Posterior Predictive p-values (PPPs)

  • p-value is probability of seeing something as extreme or more so under a hypothetical “null” model

  • from a frequentist perspect, one appealing property of p-values is that they should be uniformally distributed under the “null” model

  • PPPs advocated by Gelman & Rubin in papers and BDA are not valid p-values generally.
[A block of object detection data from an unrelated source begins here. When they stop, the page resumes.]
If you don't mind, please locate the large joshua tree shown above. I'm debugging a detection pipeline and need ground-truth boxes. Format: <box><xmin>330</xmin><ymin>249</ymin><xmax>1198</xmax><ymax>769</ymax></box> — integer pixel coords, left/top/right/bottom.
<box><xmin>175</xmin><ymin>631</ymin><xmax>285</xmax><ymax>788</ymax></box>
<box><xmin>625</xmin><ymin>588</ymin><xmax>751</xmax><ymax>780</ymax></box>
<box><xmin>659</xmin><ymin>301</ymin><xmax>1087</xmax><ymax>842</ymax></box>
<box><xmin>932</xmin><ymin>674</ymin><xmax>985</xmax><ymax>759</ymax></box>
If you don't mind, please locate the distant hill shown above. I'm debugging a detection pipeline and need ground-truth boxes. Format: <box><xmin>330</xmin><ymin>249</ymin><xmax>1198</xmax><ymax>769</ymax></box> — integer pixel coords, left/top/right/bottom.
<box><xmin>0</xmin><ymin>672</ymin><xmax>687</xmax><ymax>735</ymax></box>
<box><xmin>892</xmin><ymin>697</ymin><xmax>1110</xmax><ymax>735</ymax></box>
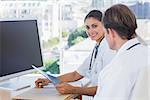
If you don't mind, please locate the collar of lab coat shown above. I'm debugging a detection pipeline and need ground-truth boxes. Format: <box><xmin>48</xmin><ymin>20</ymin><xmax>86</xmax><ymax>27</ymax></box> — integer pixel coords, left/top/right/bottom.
<box><xmin>118</xmin><ymin>38</ymin><xmax>139</xmax><ymax>54</ymax></box>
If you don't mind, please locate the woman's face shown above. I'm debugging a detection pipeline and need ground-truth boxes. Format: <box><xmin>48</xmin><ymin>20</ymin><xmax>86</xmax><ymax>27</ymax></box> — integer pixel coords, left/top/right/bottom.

They are do not have a uniform distribution under the hypothesis that the model is correctly specified

  • the PPPs tend to be concentrated around 0.5, tend not to reject (conservative)

  • theoretical reason for the incorrect distribution is due to double use of the data

  • DO NOT USE as a formal test! use as a diagnostic plot to see how model might fall flat, but be cautious!

Example: Bivariate Normal

  • PPP = 0.52

  • What’s happening?

Problems with PPC

  • Bayarri & Berger (2000) provides more discussion about why PPP are not always calibrated

  • Double use of the data; \(Y^{\text{rep}}\) depends on the observed diagnostic in last case

  • Bayarri & Berger propose partial predictive p-values and conditional predictive p-values that avoid double use of the data by “removing” the contribution of \(d_{\text{obs}}\) to the posterior for \(\theta\) or conditioning on a statistic, such as the MLE of \(\theta\)

  • heuristically, need the diagnostic to be independent of posterior for \(\theta\) (asymptoptically) under the assumed model

  • not always easy to find!

  • Moran et al (2022) propose a workaround to avoid double use of the data by spliting the data \(y_{\text{obs}}, y_{\text{new}}\), use \(y_{\text{obs}}\), to learn \(\theta\) and the other to calculate \(d_{\textrm{new}}\)

  • can be calculated via simulation easily

POP-PC of Moran et al

  • POP-PPC = 0.35

Modeling Over-Dispersion

  • Original Model \(Y_i \mid \theta \sim \textsf{Poisson}(\theta)\)

  • cause of overdispersion is variation in the rate \[ Y_i \mid \theta_i \sim \textsf{Poisson}(\theta_i)\]

  • model variation via prior \[\theta_i \sim \pi_\theta()\]

  • \(\pi_\theta()\) characterizes variation in the rate parameter across inviduals

  • Simple Two Stage Hierarchical Model

Modeling Perspectives

  1. start with a simple model
  • ask if there are surprises through Posterior Checks
  • need calibrated diagnostic(s) with good power
  • need these to work even if starting model is relatively complex
  • other informal diagnostics (residuals)
  • remodel if needed based on departures
  • Bayesian meaning?
  1. start with a fairly complex model or models
  • shrinkage to prevent overfitting
  • formal tests for simplifying models
  • methods to combine multiple models to express uncertaity
  • properties

Example

\[\theta_i \sim \textsf{Gamma}(\phi \mu, \phi)\]

  • Find pmf for \(Y_i \mid \mu, \phi\)

  • Find \(\textsf{E}[Y_i \mid \mu, \phi]\) and \(\textsf{Var}[Y_i \mid \mu, \phi]\)

  • Homework: \[\theta_i \sim \textsf{Gamma}(\phi, \phi/\mu)\]

  • Can either of these model zero-inflation?